S’il était possible, sur la côte du Pacifique, de creuser un port, il fallait à peu près y renoncer sur l’Atlantique, les apports de la rivière San Carlos rendant depuis longtemps inutilisable le havre de Greytown.

Le tracé du futur canal avait à traverser le lac de Nicaragua dont le niveau est très variable et il se trouvait dans une région sujette à des tremblements de terre capables de bouleverser les travaux que l’on avait l’intention d’établir. Celui de 1844 aurait non seulement détruit les ouvrages d’art, mais encore les navires passant d’un océan à l’autre. De plus, il y avait dans le voisinage, deux volcans, l’Ometepe en pleine activité en 1883, et le Monotambo qui se réveilla soudain en 1905, après une cinquantaine d’années d’accalmie.

Enfin, si le vent souffle avec violence sur toute la côte de l’isthme de Panama, il n’atteint jamais cependant la même puissance qu’à Nicaragua où les pluies, pendant la saison, sont quelquefois tellement denses que toute navigation deviendrait impossible.

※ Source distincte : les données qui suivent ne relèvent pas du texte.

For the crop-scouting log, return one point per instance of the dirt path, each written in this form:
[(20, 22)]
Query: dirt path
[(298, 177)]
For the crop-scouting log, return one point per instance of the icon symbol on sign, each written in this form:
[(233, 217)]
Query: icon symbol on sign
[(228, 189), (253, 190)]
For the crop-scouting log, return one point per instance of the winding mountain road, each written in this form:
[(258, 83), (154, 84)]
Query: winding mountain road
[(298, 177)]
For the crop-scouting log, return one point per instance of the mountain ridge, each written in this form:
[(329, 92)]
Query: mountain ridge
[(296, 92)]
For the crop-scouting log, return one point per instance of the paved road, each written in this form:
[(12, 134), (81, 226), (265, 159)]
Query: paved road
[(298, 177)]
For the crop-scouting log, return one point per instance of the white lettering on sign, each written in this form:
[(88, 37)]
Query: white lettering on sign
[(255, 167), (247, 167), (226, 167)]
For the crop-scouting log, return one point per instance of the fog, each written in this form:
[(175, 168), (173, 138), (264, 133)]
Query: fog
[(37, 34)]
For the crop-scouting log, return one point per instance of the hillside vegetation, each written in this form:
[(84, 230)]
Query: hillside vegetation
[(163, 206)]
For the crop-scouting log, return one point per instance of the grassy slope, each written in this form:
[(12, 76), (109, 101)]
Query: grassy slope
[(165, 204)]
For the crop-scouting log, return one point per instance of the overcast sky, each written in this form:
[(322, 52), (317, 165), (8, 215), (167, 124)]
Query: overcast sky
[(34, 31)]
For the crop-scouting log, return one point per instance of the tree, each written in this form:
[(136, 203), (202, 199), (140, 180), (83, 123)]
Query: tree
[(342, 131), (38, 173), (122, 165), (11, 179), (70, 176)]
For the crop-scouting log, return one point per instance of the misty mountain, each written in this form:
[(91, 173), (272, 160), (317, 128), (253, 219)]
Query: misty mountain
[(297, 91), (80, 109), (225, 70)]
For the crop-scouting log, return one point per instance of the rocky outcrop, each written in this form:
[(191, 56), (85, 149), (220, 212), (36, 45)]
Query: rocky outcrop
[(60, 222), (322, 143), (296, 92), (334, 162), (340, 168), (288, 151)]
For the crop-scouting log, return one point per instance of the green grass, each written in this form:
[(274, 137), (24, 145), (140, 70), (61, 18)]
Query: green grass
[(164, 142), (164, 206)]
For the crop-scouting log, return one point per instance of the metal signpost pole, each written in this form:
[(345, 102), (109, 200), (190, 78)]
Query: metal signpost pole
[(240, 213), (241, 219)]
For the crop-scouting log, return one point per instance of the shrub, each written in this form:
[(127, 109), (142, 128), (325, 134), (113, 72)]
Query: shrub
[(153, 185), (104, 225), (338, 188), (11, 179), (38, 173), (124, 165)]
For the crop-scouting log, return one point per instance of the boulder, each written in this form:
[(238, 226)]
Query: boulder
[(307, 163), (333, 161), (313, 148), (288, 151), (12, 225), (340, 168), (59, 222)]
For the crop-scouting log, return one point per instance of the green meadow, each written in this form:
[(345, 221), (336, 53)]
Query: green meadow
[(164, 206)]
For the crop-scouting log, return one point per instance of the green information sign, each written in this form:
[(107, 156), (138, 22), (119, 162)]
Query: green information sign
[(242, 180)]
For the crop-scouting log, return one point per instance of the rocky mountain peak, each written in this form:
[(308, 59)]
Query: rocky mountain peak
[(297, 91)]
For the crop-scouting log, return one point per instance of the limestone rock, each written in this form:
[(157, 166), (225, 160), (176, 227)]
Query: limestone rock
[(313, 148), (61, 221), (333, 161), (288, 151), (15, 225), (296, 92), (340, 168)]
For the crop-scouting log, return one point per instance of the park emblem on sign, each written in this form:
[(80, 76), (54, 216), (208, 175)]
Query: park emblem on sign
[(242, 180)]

Que valent toutes ces objections à ce dernier projet ? C’est ce que l’avenir dira si le canal par le Nicaragua est mis à exécution. Mais avant tout, les États-Unis vont-ils se lancer, soit à Panama, soit ailleurs, dans d’aussi grands travaux ? La réponse à cette question sera résolue par le congrès de Washington et par le nouveau Président qui, dès son entrée en fonctions, se trouve en face d’un délicat problème à résoudre, s’ajoutant à tant d’autres !

Jean de Kergorlay.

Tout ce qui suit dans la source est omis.